Jiaxing City is located in the Yangtze River Delta economic circle. The local and surrounding pollution sources are complex and diverse. Therefore, many kinds of particulate matter were observed in the SEM and TEM images; however, the artificial sources represented by vehicle exhaust and coal combustion might be the main sources.

The seasonal variation in PM2.5 concentration in Jiaxing was as follows: winter > spring > autumn > summer, due to the climate characteristics of Jiaxing City. The PM2.5 concentration levels in GQ (closing to the port) and HY (closing to many traffic sources) were relatively high, indicating that a mobile source was an important source of fine particles. Carbon components and water-soluble ions exceeded three quarters of the total mass of PM2.5, and their seasonal variation was similar to that of PM2.5 concentration.

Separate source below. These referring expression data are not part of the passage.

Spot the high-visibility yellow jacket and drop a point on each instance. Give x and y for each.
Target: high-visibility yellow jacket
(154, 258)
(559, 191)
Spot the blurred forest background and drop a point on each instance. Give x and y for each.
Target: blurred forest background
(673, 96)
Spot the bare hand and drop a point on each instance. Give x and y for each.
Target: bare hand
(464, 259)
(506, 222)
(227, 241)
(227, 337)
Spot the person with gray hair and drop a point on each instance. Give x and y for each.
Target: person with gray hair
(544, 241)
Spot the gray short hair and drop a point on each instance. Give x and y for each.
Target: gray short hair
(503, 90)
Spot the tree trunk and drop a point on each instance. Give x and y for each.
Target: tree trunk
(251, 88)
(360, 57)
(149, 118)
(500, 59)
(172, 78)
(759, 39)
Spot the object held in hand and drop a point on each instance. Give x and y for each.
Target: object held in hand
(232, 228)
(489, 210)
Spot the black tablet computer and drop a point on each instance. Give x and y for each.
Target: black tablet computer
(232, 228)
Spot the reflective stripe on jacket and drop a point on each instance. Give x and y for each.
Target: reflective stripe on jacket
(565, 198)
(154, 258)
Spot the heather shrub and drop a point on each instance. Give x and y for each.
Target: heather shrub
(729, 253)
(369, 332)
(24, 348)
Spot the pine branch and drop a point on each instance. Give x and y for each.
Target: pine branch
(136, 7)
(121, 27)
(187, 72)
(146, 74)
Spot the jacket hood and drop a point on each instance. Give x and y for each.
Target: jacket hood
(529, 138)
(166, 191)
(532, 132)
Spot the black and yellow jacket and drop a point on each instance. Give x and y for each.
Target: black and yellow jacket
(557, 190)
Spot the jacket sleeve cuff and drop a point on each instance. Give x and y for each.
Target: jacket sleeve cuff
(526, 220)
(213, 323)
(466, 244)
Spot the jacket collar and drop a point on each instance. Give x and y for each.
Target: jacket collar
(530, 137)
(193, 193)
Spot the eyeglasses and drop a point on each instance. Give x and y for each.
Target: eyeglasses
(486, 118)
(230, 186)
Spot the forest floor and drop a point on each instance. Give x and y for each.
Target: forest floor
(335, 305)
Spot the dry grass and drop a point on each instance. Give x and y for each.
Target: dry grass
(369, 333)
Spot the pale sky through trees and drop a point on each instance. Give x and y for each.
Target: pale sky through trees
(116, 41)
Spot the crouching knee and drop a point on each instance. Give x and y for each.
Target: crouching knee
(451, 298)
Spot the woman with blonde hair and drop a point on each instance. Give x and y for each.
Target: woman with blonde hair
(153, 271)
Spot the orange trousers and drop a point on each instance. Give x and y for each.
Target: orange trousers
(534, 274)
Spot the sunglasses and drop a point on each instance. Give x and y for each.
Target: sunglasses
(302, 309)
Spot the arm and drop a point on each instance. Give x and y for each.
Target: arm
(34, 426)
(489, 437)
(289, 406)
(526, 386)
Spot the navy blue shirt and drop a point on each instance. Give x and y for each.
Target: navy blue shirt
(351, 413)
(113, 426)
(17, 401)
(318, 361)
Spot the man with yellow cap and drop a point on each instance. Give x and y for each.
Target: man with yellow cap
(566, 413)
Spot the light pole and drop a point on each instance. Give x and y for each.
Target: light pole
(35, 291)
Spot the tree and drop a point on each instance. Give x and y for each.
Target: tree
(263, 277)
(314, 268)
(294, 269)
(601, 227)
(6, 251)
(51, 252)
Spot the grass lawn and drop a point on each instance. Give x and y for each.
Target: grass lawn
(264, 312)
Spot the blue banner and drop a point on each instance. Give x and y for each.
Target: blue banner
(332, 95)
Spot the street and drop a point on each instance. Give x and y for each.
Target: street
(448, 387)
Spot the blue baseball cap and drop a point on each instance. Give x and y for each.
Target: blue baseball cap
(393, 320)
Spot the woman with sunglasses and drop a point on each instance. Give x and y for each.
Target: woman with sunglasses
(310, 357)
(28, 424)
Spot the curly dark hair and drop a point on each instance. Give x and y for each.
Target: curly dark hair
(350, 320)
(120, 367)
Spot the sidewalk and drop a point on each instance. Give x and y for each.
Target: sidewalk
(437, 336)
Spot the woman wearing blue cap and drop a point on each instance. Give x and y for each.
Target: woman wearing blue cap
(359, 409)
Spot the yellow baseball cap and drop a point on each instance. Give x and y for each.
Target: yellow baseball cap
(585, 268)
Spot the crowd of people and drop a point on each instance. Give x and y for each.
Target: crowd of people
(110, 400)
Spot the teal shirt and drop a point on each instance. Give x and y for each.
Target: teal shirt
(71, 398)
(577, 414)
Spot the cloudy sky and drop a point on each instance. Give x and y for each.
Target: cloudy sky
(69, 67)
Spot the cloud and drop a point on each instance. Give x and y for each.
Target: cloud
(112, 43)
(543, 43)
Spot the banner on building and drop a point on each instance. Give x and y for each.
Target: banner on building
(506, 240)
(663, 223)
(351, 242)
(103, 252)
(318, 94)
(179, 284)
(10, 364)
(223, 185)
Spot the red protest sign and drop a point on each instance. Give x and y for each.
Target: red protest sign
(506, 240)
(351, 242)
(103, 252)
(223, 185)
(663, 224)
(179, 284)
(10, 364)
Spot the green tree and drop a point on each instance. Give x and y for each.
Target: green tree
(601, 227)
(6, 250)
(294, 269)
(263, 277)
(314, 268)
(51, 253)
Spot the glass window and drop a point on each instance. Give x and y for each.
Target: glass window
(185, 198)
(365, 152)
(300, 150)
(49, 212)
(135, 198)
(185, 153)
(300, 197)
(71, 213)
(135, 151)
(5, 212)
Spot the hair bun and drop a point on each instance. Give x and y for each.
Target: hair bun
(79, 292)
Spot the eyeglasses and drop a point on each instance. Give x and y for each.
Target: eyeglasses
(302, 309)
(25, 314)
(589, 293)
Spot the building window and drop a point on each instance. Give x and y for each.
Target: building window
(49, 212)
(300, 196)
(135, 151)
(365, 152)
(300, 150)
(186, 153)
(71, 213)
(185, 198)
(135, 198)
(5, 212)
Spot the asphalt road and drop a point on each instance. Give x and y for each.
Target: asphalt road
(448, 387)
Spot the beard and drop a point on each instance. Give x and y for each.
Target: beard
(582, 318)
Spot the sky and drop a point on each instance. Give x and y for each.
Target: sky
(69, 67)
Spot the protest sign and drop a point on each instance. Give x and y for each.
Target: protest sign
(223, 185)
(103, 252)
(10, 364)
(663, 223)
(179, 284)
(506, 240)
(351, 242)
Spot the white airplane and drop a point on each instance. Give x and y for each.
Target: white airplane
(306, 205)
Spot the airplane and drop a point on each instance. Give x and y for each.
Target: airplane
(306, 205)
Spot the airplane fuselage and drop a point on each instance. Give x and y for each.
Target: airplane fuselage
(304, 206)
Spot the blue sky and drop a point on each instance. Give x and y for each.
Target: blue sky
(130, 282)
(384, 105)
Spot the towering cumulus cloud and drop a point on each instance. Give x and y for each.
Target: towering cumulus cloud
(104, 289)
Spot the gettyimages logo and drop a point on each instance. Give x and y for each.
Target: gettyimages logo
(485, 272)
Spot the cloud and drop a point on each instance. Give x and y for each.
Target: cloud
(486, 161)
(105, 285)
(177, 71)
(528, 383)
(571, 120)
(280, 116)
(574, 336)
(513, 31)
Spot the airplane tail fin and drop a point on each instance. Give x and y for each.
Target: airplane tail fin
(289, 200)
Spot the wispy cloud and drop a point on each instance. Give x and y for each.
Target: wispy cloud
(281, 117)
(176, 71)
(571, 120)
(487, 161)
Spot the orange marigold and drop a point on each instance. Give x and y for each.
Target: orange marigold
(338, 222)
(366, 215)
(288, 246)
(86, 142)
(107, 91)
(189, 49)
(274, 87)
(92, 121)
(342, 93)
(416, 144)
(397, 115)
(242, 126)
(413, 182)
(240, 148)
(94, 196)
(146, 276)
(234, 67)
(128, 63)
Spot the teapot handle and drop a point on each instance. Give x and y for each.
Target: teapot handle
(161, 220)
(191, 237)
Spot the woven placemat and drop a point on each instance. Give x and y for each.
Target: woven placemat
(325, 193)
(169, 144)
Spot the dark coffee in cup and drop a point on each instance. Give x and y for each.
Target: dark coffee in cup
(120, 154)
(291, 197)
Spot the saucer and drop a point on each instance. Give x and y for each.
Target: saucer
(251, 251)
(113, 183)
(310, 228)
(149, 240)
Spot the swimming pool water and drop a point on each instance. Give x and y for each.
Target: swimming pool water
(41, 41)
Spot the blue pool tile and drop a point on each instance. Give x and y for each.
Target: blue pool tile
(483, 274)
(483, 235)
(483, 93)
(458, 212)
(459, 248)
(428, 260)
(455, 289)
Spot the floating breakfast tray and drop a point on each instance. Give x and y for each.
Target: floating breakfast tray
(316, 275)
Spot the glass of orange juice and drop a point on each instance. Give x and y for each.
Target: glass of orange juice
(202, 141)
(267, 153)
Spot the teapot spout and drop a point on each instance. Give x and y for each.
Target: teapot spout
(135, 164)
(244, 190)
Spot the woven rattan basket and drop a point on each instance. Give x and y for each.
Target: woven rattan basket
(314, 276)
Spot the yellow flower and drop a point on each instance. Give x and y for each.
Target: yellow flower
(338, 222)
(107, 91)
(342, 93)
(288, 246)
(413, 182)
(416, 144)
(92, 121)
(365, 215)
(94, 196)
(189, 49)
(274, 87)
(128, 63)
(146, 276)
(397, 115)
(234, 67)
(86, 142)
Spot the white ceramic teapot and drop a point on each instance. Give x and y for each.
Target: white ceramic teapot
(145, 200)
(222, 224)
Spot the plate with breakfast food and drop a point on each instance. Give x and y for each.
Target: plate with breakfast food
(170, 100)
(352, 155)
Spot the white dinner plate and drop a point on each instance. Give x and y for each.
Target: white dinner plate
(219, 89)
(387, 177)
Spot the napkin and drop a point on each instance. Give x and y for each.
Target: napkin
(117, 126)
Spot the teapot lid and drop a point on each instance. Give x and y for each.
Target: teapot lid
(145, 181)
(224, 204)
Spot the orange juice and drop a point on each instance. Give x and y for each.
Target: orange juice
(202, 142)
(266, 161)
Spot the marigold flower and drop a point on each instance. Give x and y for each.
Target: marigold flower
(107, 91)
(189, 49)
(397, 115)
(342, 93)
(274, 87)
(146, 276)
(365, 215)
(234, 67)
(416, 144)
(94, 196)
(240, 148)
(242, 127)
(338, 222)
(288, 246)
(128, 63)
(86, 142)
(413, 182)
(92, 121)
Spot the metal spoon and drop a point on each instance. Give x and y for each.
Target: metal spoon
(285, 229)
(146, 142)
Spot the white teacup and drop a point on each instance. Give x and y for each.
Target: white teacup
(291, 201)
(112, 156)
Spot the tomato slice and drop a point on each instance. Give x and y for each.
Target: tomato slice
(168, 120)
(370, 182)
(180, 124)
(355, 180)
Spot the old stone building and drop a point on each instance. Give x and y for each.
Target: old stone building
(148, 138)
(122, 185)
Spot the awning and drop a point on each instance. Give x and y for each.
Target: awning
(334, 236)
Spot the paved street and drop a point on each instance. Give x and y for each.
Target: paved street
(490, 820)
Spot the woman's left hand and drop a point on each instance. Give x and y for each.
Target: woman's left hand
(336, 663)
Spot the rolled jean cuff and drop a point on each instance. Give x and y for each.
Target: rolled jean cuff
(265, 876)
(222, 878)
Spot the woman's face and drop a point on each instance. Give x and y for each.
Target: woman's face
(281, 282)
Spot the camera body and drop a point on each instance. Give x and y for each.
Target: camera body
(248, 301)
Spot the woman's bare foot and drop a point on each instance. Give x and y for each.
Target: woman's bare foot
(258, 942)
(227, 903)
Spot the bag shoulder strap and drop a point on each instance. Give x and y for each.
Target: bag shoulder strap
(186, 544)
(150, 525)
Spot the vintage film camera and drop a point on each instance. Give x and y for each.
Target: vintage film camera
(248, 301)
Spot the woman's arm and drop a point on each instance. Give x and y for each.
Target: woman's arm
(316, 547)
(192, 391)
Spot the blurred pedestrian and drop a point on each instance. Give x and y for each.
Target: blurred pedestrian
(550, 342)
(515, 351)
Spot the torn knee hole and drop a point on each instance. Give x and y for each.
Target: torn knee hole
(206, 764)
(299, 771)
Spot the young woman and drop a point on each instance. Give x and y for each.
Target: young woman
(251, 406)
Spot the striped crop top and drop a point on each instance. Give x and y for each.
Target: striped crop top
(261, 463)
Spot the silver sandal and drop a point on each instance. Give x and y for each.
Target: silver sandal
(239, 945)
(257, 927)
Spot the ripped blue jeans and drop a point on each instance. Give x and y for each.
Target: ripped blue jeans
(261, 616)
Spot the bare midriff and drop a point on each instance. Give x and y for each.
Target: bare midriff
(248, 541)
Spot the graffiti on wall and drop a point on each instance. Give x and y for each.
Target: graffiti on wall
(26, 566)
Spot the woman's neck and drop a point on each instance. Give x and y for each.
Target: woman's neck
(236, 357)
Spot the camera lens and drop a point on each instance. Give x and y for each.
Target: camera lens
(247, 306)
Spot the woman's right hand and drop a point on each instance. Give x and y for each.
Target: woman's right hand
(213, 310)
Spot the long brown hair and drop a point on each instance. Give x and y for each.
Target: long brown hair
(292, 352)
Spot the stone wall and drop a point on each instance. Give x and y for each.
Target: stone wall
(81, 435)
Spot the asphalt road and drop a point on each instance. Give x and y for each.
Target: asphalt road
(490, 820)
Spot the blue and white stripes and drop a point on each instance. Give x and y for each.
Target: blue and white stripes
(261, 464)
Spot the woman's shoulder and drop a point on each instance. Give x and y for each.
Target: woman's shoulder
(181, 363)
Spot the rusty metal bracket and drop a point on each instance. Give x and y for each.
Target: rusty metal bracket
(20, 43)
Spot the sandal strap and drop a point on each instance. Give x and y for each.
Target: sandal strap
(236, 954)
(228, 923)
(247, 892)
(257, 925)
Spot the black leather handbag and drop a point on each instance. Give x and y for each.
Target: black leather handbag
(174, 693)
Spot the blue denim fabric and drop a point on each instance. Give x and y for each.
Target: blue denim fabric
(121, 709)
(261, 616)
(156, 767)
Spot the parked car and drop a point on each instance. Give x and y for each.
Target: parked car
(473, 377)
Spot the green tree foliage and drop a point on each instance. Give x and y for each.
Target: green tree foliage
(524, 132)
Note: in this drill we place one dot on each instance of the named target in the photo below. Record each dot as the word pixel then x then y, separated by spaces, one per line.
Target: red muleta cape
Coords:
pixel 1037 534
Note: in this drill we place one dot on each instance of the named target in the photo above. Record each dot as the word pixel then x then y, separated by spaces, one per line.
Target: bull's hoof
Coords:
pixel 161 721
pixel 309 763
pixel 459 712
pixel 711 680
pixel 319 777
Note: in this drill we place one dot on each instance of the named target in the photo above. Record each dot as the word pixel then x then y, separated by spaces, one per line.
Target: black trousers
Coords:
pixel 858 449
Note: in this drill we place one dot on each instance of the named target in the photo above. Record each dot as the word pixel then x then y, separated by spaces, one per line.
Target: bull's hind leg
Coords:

The [NO3]/[SO42−] ratio of Jiaxing City was higher than 1 and higher than that of Shanghai in 2005, indicating that the influence of mobile sources in YRD region had increased in recent years and was already dominant. The TCA/PM2.5 ratio in Jiaxing was higher than that in Nanjing, which was equivalent to Shanghai, except for the HY. The SOC/OC ratio of Jiaxing was higher than that of Shanghai, and its seasonal characteristics were different from that obtained for the YRD region. The average annual concentration of BaP in Jiaxing (0.79 ng/m3) was much lower than that in Hangzhou (1.6 ng/m3), and lower than the Chinese national standard (1 ng/m3). The BeP/(BeP + BaP) ratio showed that PM2.5 in Jiaxing had generally aged and was affected by external sources.

The results of the source apportionment showed that secondary aerosols dominate; therefore, it is important to control the emissions of the gaseous precursors to reduce PM2.5 concentrations. Compared with the pollution sources at other sites, vehicle exhaust in HY, coal combustion and fugitive dust in the GQ, and biomass burning in TX contributed prominently to the PM2.5 concentrations.

In short, the pollution status of PM2.5 in Jiaxing had both commonalities with and was different from those in the surrounding cities. There were also differences at each site. Therefore, control policies in different regions should focus on different sources, and a refined control strategy should be formulated.